Tectonophysics

For the scientific journal, see Tectonophysics (journal).

Tectonophysics, a branch of geophysics, is the study of the physical processes that underlie tectonic deformation. The field encompasses the spatial patterns of stress, strain, and differing rheologies in the lithosphere and asthenosphere of the Earth; and the relationships between these patterns and the observed patterns of deformation due to plate tectonics.

Overview

Tectonophysics is concerned with movements in the Earth's crust and deformations over scales from meters to thousands of kilometers.[1] Examples of such processes include mountain building, the formation of sedimentary basins, postglacial rebound of regions such as Fennoscandia, plate tectonics, volcanoes and earthquakes.[2] This involves the measurement of a hierarchy of strains in rocks and plates as well as deformation rates; the study of laboratory analogues of natural systems; and the construction of models for the history of deformation.

History

Tectonophysics was defined as a field in 1954 when Mikhail Vladimirovich Gzovskii published three papers in the journal Izvestiya Akad.
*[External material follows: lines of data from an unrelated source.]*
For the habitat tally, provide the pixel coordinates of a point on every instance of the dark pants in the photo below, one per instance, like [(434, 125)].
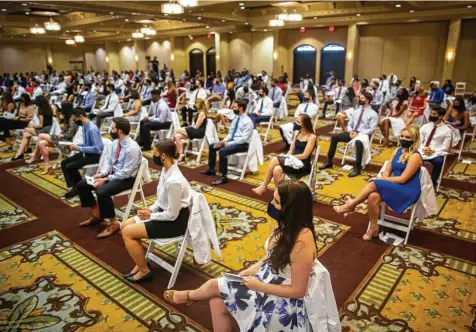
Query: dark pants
[(224, 153), (71, 166), (437, 163), (345, 137), (146, 127), (104, 195), (9, 124)]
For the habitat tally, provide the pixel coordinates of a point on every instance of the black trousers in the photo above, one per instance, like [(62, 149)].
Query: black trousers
[(104, 195), (146, 127), (345, 137), (224, 152), (71, 166)]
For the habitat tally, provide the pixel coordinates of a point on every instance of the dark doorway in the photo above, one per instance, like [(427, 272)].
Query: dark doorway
[(332, 58), (304, 63), (196, 61), (211, 61)]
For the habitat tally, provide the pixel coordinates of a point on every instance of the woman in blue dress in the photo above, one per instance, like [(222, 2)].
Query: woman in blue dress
[(270, 296), (399, 186)]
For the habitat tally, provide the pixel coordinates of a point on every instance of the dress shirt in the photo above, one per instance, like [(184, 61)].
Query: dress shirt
[(265, 105), (312, 110), (242, 134), (92, 141), (367, 125), (173, 194), (276, 94), (160, 112), (128, 163), (110, 103), (440, 143)]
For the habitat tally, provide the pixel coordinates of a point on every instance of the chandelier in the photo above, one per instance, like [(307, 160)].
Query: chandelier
[(37, 30), (52, 25), (172, 8), (79, 38)]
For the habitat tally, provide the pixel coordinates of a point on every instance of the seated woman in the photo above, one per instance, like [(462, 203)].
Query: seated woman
[(25, 114), (417, 106), (298, 160), (45, 140), (166, 218), (395, 118), (399, 187), (133, 114), (45, 117), (196, 131), (279, 280)]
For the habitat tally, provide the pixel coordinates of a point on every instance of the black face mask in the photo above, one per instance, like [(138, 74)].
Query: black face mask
[(406, 143), (273, 212)]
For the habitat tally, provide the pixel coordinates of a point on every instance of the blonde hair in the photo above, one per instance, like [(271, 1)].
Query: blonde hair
[(415, 134)]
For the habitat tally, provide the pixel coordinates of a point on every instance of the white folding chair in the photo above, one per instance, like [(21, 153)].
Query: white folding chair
[(181, 251)]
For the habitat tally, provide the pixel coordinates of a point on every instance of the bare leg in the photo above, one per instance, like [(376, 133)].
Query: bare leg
[(269, 174)]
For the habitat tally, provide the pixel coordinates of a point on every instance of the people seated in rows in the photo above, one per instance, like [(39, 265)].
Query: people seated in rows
[(160, 118), (166, 218), (117, 175), (264, 109), (43, 125), (25, 114), (88, 152), (188, 110), (396, 116), (399, 186), (362, 121), (238, 140), (195, 131), (45, 140), (279, 280), (307, 107), (297, 162), (335, 98), (435, 142)]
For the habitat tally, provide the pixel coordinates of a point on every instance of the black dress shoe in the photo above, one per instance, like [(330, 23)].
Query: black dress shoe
[(327, 164), (148, 276), (208, 172), (356, 171), (221, 180)]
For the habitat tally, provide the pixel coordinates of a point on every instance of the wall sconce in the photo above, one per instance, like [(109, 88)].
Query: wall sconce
[(449, 56)]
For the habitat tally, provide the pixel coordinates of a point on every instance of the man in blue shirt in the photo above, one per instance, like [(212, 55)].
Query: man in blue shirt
[(117, 175), (238, 140), (89, 151)]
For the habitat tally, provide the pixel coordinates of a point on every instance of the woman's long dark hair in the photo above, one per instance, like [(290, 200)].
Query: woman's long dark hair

Nauk SSSR, Sireya Geofizicheskaya: "On the tasks and content of tectonophysics", "Tectonic stress fields", and "Modeling of tectonic stress fields". He defined the main goals of tectonophysical research to be study of the mechanisms of folding and faulting as well as large structural units of the Earth's crust. He later created the Laboratory of Tectonophysics at the Institute of Physics of the Earth, Academy of Sciences of the USSR, Moscow.[3]